BでLなゲームに転生したモブ令嬢のはずなのに
 ジーニアは大きく息を吸ってから、あのときのパーティで見たことを口にした。乾杯の儀のとき、クラレンスをじっと見つめていたこと(これが、誰にも言わないでと口走ったこと)。だから気付いたのだ、クラレンスに近づく怪しい人物を。

「怪しい人物って、財務大臣のペトル・マコヴィか?」

「お兄さま、残念ながら私はその怪しい人物の名前を存じ上げていないのです。
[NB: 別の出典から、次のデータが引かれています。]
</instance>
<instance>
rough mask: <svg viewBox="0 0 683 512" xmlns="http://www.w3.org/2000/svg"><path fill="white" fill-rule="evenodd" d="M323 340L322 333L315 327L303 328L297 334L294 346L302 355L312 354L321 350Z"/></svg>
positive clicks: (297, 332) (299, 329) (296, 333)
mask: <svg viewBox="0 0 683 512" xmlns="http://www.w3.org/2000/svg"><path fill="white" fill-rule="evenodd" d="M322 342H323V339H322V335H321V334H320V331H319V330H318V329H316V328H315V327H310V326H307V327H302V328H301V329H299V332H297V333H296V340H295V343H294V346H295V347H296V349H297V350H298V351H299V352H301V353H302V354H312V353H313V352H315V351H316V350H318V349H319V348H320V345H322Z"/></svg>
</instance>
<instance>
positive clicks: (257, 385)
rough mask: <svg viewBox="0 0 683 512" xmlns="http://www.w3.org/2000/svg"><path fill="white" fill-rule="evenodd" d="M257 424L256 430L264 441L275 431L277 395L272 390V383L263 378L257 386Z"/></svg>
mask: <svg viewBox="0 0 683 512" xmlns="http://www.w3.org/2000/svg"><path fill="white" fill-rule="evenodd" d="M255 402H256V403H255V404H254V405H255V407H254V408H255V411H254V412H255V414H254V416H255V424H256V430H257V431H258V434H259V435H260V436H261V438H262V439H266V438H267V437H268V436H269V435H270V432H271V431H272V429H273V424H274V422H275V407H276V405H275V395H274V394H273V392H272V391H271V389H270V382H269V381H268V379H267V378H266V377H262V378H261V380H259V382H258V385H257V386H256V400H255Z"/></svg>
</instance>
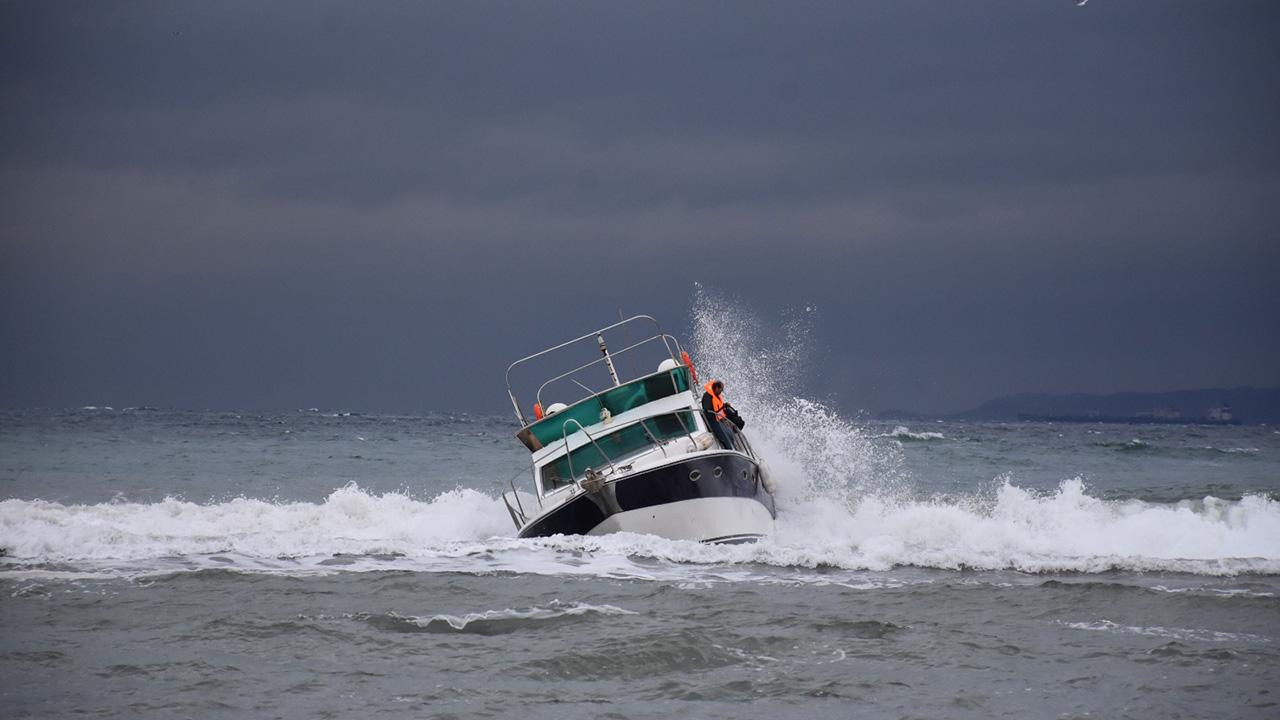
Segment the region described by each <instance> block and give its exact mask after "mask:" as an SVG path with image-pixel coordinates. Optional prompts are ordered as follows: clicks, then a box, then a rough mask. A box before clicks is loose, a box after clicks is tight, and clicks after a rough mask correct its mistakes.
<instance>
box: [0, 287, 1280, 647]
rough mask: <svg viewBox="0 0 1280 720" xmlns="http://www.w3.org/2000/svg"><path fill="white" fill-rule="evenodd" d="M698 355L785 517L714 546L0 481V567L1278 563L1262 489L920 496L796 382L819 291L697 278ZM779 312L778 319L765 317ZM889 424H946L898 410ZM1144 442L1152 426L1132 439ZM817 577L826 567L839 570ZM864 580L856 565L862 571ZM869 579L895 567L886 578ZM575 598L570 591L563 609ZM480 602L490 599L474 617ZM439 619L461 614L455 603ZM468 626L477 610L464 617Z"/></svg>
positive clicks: (446, 624) (392, 506)
mask: <svg viewBox="0 0 1280 720" xmlns="http://www.w3.org/2000/svg"><path fill="white" fill-rule="evenodd" d="M698 293H699V295H698V299H696V301H695V309H694V331H695V334H694V343H692V348H694V355H695V361H696V363H698V368H699V370H700V373H701V375H703V379H704V380H705V379H707V378H709V377H714V378H719V379H722V380H724V382H726V392H727V393H728V397H730V401H731V402H733V404H735V405H736V406H737V407H739V409H740V410H741V411H742V414H744V416H745V418H746V419H748V433H749V434H750V436H751V438H753V443H754V445H755V446H756V447H758V448H759V450H760V451H762V452H763V455H764V456H765V457H767V459H768V460H769V464H771V466H772V470H773V474H774V477H776V478H777V479H778V482H780V488H781V489H780V492H778V496H777V501H778V502H777V505H778V519H777V524H776V532H774V534H773V536H772V537H769V538H767V539H765V541H763V542H759V543H756V544H748V546H703V544H698V543H690V542H678V541H667V539H663V538H657V537H652V536H635V534H617V536H604V537H554V538H538V539H517V538H513V537H512V536H513V528H512V525H511V521H509V519H508V516H507V511H506V509H504V507H503V505H502V502H500V501H499V500H498V498H495V497H492V496H489V495H485V493H483V492H479V491H475V489H466V488H457V489H453V491H449V492H444V493H442V495H439V496H436V497H433V498H416V497H411V496H408V495H404V493H381V495H379V493H371V492H367V491H365V489H362V488H360V487H358V486H356V484H348V486H346V487H342V488H338V489H334V491H333V492H332V493H329V496H328V497H325V498H324V500H323V501H320V502H283V501H268V500H255V498H243V497H242V498H234V500H229V501H224V502H210V503H195V502H187V501H183V500H177V498H166V500H164V501H161V502H151V503H138V502H109V503H99V505H63V503H58V502H49V501H40V500H5V501H0V577H3V575H10V577H12V575H15V574H41V573H42V574H55V575H56V574H67V573H70V574H76V573H108V574H155V573H166V571H191V570H202V569H207V568H224V569H232V570H239V571H261V573H337V571H361V570H383V569H388V568H394V569H408V570H417V571H465V573H495V571H509V573H536V574H562V575H567V574H588V575H599V577H617V578H639V579H645V578H659V579H672V580H677V582H736V580H742V579H750V580H754V582H762V580H763V582H769V580H771V579H778V578H780V577H785V578H786V579H787V582H795V580H796V579H797V578H799V579H800V580H801V582H806V578H808V579H814V577H817V575H818V574H817V573H810V574H809V575H805V573H806V571H809V570H813V569H842V570H849V571H869V573H879V571H884V570H891V569H895V568H904V566H909V568H929V569H945V570H950V569H982V570H1015V571H1023V573H1055V571H1069V573H1103V571H1110V570H1130V571H1148V570H1156V571H1175V573H1190V574H1201V575H1234V574H1242V573H1251V574H1267V575H1272V574H1280V503H1277V502H1276V501H1275V500H1272V498H1270V497H1267V496H1265V495H1244V496H1243V497H1240V498H1238V500H1221V498H1217V497H1212V496H1204V497H1201V498H1197V500H1179V501H1170V502H1158V501H1144V500H1134V498H1111V500H1108V498H1100V497H1097V496H1094V495H1091V492H1089V488H1088V487H1087V486H1085V483H1084V482H1083V480H1082V479H1068V480H1064V482H1061V483H1060V484H1059V487H1057V488H1056V489H1053V491H1050V492H1037V491H1033V489H1027V488H1021V487H1018V486H1016V484H1014V483H1011V482H1007V480H1006V482H1004V483H1001V484H998V486H997V484H993V486H991V487H988V488H986V489H978V491H974V492H969V493H959V495H946V496H943V495H938V496H934V497H931V498H922V497H919V493H918V491H916V488H915V487H914V484H913V483H911V479H910V477H909V475H908V474H906V473H905V471H904V469H902V466H904V462H901V451H902V448H901V443H884V442H878V441H877V439H876V438H874V436H870V434H868V432H867V430H865V429H863V428H860V427H858V425H856V424H854V423H851V421H850V420H847V419H845V418H842V416H841V415H838V414H837V413H836V411H833V410H832V409H829V407H827V406H824V405H822V404H820V402H815V401H813V400H808V398H805V397H803V396H801V393H800V391H799V388H797V386H799V382H800V377H799V370H797V368H799V366H801V365H803V363H804V357H805V354H806V348H808V347H809V345H810V342H809V337H810V333H812V327H813V322H814V320H813V318H814V310H813V309H804V310H801V311H797V313H794V314H791V316H788V318H786V319H785V320H783V322H782V323H781V325H780V329H777V331H772V329H769V328H767V327H765V324H764V323H762V322H760V320H759V319H758V318H755V316H753V315H750V314H748V313H745V311H742V310H740V307H739V306H736V305H735V304H732V302H728V301H724V300H722V299H718V297H716V296H714V295H713V293H710V292H707V291H705V290H701V288H699V291H698ZM771 327H772V325H771ZM891 434H892V436H895V437H900V438H905V439H940V438H937V437H933V436H937V433H913V432H911V430H909V429H908V428H905V427H904V428H897V429H896V430H895V432H893V433H891ZM1126 447H1133V448H1147V447H1149V446H1147V445H1146V443H1143V442H1142V441H1138V439H1135V441H1132V442H1129V443H1120V445H1119V448H1126ZM828 580H829V578H828V579H822V578H818V579H815V580H814V582H828ZM860 582H861V580H860ZM873 582H892V579H883V578H879V579H874V580H873ZM561 610H563V609H561ZM480 620H484V619H480ZM429 621H430V623H436V624H439V623H444V624H445V625H448V626H453V624H452V623H451V621H449V620H448V619H429ZM458 621H460V623H462V624H463V626H467V625H468V624H470V623H474V621H479V620H475V619H470V620H468V619H466V618H463V619H461V620H458Z"/></svg>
とにかく、怪しいもさっとした親父、ではなく男性がですね、何やらちらちらとバルコニーの方を見ていたのです」

「お前、そんなことにまで気付いたのか? すごいな」
 と感心するジェレミーの隣で、グレアムは必死に記録を取っている。

「だって、ちらちらちらちらちらちら、と。こちらの気が散るくらいに見ていたのですよ。そうしたら、何があるのかしら、と気になるじゃないですか」

「ん、まあ。そうだな。だが、他の者は気付かなかったようだが」

「それは恐らく、みなさん、自分のグラスを受け取ることに夢中になっていたからではありませんか?」

 ジーニアは「クラレンスが誰からグラスを受け取るのが重要な分岐点だから、目を逸らさずに見てました」とは、さすがに言えないと思ったため、適当なことを口にした。